Head of Kumemura
- In office 1692–1725

Personal details
- Born: January 4, 1645 Kumemura, Ryukyu Kingdom
- Died: January 29, 1725 (aged 80) Ryukyu Kingdom
- Childhood name: Umituku (思徳)
- Japanese name: Shitahaku Tenshō (志多伯 天将)
- Rank: Ueekata

= Sai Taku =

Ryukyuan aristocrat and bureaucrat

Sai Taku (蔡 鐸), also known by his Japanese-style name Shitahaku Ueekata Tenshō (志多伯 親方 天将), was a Ryukyuan aristocrat and bureaucrat in the royal government of the Ryūkyū Kingdom.

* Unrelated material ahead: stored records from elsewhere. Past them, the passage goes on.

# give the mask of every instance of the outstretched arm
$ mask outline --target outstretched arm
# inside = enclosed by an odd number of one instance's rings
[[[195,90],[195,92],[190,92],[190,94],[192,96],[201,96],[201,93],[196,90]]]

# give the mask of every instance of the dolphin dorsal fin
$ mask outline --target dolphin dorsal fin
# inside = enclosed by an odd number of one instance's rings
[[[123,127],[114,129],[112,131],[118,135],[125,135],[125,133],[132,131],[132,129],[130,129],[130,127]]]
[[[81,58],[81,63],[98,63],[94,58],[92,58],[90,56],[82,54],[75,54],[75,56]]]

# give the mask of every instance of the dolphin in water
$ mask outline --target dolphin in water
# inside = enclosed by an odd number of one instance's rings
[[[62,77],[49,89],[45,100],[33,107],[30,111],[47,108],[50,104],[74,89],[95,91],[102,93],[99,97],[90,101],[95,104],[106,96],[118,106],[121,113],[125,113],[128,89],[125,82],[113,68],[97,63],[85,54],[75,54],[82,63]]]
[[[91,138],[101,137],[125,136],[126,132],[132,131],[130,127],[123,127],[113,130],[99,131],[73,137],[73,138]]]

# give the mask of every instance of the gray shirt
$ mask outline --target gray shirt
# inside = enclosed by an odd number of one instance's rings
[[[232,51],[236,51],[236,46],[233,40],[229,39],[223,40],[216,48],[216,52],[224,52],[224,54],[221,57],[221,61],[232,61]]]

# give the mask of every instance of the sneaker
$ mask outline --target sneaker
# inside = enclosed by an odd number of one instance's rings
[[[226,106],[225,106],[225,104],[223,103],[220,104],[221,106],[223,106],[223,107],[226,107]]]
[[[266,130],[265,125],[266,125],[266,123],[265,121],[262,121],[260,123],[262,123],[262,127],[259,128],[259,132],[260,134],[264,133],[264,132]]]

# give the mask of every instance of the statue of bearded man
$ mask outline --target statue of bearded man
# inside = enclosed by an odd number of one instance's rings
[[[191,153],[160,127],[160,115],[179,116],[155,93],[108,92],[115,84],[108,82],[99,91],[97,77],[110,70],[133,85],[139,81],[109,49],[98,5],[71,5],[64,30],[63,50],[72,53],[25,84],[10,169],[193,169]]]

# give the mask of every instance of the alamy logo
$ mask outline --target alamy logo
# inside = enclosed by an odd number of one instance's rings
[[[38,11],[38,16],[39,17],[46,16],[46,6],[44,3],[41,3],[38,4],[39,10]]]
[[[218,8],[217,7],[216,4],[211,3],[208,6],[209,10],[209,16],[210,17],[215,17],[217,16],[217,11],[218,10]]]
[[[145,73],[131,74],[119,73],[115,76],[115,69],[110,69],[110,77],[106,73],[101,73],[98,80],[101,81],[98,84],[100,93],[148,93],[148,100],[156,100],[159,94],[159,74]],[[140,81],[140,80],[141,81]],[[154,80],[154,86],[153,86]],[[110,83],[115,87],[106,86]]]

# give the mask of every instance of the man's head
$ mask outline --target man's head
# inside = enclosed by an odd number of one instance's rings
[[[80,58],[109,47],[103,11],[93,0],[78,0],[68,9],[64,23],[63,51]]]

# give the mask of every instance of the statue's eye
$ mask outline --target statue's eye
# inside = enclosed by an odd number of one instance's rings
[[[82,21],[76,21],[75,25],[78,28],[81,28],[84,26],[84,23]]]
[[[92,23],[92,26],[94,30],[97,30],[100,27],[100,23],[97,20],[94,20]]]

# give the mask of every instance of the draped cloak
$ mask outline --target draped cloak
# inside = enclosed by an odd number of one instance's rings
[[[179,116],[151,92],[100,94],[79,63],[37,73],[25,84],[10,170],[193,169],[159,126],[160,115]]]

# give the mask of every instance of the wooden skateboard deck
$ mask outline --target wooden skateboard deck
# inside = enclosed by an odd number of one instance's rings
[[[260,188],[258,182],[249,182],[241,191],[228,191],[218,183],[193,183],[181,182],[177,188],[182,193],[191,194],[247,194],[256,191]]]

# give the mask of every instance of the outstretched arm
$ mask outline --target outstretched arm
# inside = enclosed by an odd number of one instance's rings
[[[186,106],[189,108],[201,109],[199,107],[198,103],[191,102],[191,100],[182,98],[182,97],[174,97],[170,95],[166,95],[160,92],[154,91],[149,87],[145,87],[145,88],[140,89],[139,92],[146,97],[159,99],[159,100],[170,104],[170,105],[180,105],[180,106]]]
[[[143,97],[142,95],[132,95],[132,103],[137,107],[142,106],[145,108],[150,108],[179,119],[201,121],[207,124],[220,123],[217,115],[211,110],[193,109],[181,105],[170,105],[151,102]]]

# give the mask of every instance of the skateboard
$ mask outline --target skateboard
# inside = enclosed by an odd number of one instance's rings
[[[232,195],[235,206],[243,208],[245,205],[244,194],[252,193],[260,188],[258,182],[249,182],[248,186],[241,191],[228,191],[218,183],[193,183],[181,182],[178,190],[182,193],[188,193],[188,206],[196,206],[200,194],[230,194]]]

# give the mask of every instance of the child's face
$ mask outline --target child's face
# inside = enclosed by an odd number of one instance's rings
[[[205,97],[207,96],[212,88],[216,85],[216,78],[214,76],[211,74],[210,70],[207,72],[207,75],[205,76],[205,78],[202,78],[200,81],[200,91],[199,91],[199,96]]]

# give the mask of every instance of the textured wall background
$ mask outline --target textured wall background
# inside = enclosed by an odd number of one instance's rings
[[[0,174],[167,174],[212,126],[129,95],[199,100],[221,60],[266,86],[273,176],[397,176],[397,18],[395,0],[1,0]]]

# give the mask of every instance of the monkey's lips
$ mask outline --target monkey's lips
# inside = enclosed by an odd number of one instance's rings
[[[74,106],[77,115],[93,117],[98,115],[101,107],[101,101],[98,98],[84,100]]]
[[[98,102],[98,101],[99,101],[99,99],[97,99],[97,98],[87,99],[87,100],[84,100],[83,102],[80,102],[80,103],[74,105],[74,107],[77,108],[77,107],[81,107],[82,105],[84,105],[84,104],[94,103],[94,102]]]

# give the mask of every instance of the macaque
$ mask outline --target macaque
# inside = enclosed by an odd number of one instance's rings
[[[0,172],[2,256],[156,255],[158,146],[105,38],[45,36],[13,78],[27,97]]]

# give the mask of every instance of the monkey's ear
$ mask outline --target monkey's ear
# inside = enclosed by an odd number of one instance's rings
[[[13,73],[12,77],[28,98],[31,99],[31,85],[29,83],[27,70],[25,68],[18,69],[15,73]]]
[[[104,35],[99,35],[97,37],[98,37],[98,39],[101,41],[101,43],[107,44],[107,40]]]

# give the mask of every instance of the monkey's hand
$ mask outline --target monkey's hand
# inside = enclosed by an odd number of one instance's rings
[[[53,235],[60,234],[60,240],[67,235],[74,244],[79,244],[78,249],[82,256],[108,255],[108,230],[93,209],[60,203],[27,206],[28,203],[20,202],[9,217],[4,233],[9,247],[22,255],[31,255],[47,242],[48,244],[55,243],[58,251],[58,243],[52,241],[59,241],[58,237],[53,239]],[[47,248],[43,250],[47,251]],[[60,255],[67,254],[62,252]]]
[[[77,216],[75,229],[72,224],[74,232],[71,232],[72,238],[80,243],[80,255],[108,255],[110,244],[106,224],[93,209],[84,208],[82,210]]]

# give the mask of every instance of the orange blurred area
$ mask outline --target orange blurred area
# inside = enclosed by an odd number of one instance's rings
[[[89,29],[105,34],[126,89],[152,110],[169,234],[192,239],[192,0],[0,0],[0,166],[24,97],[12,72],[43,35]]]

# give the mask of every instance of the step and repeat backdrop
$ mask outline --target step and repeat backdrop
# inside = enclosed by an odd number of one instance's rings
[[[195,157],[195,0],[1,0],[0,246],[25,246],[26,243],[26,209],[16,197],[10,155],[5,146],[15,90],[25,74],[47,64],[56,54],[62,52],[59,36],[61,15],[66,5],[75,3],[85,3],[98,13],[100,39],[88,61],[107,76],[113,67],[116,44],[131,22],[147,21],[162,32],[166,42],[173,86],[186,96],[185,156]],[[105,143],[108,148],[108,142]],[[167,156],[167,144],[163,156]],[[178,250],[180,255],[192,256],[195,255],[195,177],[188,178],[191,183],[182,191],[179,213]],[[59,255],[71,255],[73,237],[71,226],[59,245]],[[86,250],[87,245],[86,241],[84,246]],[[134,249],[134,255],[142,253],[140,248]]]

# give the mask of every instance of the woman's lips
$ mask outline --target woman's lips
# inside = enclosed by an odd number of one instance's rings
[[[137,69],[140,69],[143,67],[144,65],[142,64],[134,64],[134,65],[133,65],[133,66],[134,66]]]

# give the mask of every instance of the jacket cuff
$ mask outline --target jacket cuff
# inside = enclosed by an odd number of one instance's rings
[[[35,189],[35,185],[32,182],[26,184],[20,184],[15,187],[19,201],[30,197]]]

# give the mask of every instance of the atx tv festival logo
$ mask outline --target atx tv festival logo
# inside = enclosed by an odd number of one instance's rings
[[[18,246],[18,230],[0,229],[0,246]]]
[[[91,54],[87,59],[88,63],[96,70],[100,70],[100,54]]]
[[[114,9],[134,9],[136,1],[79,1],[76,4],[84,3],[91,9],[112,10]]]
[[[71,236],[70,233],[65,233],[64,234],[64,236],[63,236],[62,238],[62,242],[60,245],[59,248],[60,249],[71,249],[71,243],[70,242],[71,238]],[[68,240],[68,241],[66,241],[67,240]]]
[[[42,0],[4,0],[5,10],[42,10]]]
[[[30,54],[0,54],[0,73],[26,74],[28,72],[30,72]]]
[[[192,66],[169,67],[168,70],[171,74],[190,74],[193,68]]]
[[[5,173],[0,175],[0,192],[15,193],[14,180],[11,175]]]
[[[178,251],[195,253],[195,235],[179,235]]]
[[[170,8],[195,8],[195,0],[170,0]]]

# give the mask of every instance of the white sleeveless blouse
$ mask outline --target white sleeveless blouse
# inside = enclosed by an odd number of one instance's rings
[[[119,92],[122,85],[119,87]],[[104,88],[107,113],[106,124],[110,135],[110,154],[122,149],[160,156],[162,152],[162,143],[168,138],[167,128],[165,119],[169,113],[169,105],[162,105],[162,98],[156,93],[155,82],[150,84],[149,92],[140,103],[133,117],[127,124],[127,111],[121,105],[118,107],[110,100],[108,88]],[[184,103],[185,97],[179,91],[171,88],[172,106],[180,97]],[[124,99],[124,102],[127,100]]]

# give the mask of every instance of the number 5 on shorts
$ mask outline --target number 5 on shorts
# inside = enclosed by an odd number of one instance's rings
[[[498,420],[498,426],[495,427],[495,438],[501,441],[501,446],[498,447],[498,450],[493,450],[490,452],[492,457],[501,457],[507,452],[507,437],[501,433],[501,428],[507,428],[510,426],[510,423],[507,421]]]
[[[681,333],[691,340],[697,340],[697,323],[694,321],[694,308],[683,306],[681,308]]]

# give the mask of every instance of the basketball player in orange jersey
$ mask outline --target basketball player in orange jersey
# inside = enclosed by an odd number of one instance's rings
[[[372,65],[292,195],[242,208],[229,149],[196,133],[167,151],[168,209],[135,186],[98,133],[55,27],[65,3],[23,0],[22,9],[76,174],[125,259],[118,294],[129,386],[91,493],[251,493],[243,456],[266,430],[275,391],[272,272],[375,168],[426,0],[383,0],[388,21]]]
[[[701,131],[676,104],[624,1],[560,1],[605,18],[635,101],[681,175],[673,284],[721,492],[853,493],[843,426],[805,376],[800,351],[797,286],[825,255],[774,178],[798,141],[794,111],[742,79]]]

Sai Taku was born in Kumemura on January 4, 1645. He descended from Cai Xiang, a famous polymath of the Song dynasty. He took part in the compilation of Rekidai Hōan, an official compilation of diplomatic documents of the royal government. In 1697, he was ordered to translate the Chūzan Seikan (中山世鑑), an official history book, into Chinese, and renamed it Chūzan Seifu (中山世譜).

Sai Taku was also known for his poetry, many of which were included in his poetry collection. He had two sons, Sai En (蔡淵) and Sai On (蔡温).